The sturdy supports of many Thai relationships are jealousy, and a tendency to sulk or get pouty if you do not get your way.

They are not necessarily related, but they are so common in Thai gay males, they may as well be.

Annoy a Thai mate who sulks, and he may not talk to you for days. He is waiting for you to apologise and make up, to show him that you really do care.

For the person on the receiving end of a long pout, the wait can infuriating. The sulky one is telling us he wants us to restore the equilibrium of the relationship, to take things back to the they way they were.

As for jealousy, we're supposed to grow out of that when we become adults. In a mature relationship there's no place for such rampant distrust. Everything is built on the foundation of love, of which trust is an implicit part.

One reason I fetch my partner's laundry is I love him. I don't need to worry about what he is doing while I am filling the laundry basket. If I am lucky he might even be doing something for me.

Once I read a message on a Thai gay webboard which asked if readers liked their boyfriends to be possessive, or pouty - as if there was no other choice.

One reader responded saying he liked possessive, jealous types, because if his boyfriend was jealous it showed he cared.

Another said he liked a pouty partner because he enjoys making up. When that happens, he said, their love becomes stronger.

The Thai way seems unfair, especially if your boyfriend is inclined both to jealousy and sulking. In that case you will always have to kowtow.

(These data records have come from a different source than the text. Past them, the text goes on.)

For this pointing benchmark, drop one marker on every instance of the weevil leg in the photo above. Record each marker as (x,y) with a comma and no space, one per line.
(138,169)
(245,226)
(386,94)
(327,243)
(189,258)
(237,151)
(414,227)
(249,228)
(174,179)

For many Thais, to have a boyfriend who does not feel jealous for silly, petty reasons, or does not sulk almost as a matter of form, is to have a boyfriend who is indifferent, or worse.

Yet perhaps these displays of jealousy and sulkiness are not meant to be serious, but are really intended for show.

if I was to get genuinely suspicious or jealous about what my lover was doing with his time or his friends, he'd say I was going mad.

My Thai boyfriend Maiyuu is not possessive, and nor is he inclined to sulk when he does not get his way. He knows that puts him almost alone among his friends, and I commend him for it.